Le petit jeu de société qui occupa nos soirées est fini. L’Arménien, l’avocat de Salonique, les dames grecques et moi-même nous ne demanderons plus :

« Que va-t-on faire d’Abdul-Hamid ? »

Abdul-Hamid est parti, non pas sous un déguisement, pour Gorfou, chez son ami Guillaume II, ou pour l’Asie Mineure, qu’agite son cher fils Burnaheddine… Abdul-Hamid est parti, cette nuit, sous bonne escorte, avec un petit nombre de femmes, d’enfans et de serviteurs. Il ira vivre à Salonique, en pays non suspect, sous l’œil vigilant du Comité. En même temps que son départ, nous apprenons des détails curieux sur sa vie intime, pendant ses derniers jours de règne, et les circonstances lamentables de sa chute.

Depuis que la victoire des libéraux semblait assurée, les courtisans, les fonctionnaires, les domestiques, avaient abandonné Yldiz.
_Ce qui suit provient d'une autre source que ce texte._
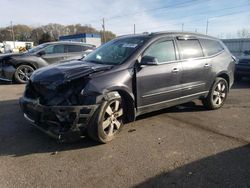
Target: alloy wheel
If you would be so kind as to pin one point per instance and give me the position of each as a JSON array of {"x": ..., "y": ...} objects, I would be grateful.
[
  {"x": 219, "y": 94},
  {"x": 112, "y": 119}
]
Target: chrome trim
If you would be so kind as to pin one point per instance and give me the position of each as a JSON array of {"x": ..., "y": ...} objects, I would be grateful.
[
  {"x": 162, "y": 102},
  {"x": 169, "y": 91}
]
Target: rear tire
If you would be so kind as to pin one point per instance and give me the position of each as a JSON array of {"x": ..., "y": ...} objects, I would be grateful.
[
  {"x": 23, "y": 73},
  {"x": 217, "y": 94},
  {"x": 107, "y": 121}
]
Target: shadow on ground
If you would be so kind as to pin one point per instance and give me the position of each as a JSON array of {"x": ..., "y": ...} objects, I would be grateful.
[
  {"x": 18, "y": 138},
  {"x": 227, "y": 169}
]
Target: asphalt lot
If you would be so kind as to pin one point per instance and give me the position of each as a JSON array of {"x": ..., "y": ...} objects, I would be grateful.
[{"x": 184, "y": 146}]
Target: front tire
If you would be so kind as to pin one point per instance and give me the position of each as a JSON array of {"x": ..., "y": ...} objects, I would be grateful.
[
  {"x": 217, "y": 94},
  {"x": 23, "y": 73},
  {"x": 107, "y": 122}
]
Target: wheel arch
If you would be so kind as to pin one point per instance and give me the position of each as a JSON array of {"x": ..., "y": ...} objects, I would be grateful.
[
  {"x": 225, "y": 76},
  {"x": 129, "y": 105}
]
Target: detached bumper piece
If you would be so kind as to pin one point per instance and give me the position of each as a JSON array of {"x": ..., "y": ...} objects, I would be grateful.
[{"x": 64, "y": 123}]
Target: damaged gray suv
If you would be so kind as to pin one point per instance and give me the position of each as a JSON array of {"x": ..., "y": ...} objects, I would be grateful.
[{"x": 126, "y": 77}]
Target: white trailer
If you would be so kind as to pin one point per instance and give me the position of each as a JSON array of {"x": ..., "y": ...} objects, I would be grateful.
[{"x": 15, "y": 46}]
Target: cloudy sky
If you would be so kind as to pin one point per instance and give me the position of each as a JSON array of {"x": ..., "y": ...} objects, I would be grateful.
[{"x": 225, "y": 17}]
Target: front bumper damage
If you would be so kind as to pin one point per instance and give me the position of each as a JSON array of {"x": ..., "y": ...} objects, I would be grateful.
[{"x": 64, "y": 123}]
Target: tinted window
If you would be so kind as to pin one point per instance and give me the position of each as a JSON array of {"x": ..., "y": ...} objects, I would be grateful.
[
  {"x": 211, "y": 47},
  {"x": 74, "y": 48},
  {"x": 87, "y": 48},
  {"x": 54, "y": 49},
  {"x": 164, "y": 51},
  {"x": 116, "y": 51},
  {"x": 190, "y": 48}
]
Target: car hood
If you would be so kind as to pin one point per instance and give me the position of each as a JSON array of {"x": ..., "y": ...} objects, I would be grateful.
[
  {"x": 65, "y": 72},
  {"x": 10, "y": 55}
]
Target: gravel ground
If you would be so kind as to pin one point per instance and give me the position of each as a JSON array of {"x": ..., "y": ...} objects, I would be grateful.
[{"x": 183, "y": 146}]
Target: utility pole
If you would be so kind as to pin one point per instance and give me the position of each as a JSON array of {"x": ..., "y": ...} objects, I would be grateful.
[
  {"x": 207, "y": 27},
  {"x": 103, "y": 27},
  {"x": 13, "y": 35}
]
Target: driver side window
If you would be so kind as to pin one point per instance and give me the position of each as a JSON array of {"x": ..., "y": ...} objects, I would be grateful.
[{"x": 163, "y": 51}]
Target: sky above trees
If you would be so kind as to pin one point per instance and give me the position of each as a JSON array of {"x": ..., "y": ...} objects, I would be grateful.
[{"x": 225, "y": 17}]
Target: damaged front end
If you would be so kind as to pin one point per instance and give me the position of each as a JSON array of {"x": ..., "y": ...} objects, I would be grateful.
[{"x": 56, "y": 103}]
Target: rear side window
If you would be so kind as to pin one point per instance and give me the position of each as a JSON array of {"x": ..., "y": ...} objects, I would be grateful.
[
  {"x": 54, "y": 49},
  {"x": 164, "y": 51},
  {"x": 211, "y": 47},
  {"x": 75, "y": 48},
  {"x": 190, "y": 48}
]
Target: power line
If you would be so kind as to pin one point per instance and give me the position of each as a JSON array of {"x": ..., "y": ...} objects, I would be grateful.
[
  {"x": 147, "y": 10},
  {"x": 211, "y": 18},
  {"x": 203, "y": 13}
]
Quand l’armée de Macédoine approcha, les femmes du harem impérial crurent qu’elles seraient livrées à des ogres dont elles ignoraient tout, la veille encore, — et qu’on appelait Jeunes-Turcs. Certaines d’être violées, torturées et tuées par les diables de Roumélie, elles poussaient des cris terribles que l’on entendait, la nuit, jusqu’à Béchibtache… Les gardiens des ménageries, prudens comme des ministres réactionnaires, s’étaient mis en sûreté, ainsi que les seigneurs des cuisines. Bêtes et gens, et Sa Majesté même, risquaient un jeûne sévère, plus sévère qu’eu plein Ramadan… Quelques serviteurs fidèles s’avisaient pourtant de prévenir les perquisitions et les confiscations possibles, et commençaient un laborieux emballage que la défaite de la garnison interrompit…

Le Sultan espérait encore. Pendant que ses femmes criaient, que ses eunuques rassemblaient les pierreries et l’or, que les perroquets pâlissaient de faim dans leurs volières, et que les panthères mélancoliques bâillaient sinistrement, pendant que les bateaux languissaient sur le lac et que les chevaux oubliés piaffaient dans les écuries, le Sultan rêvait une combinaison ultime, un bon petit arrangement.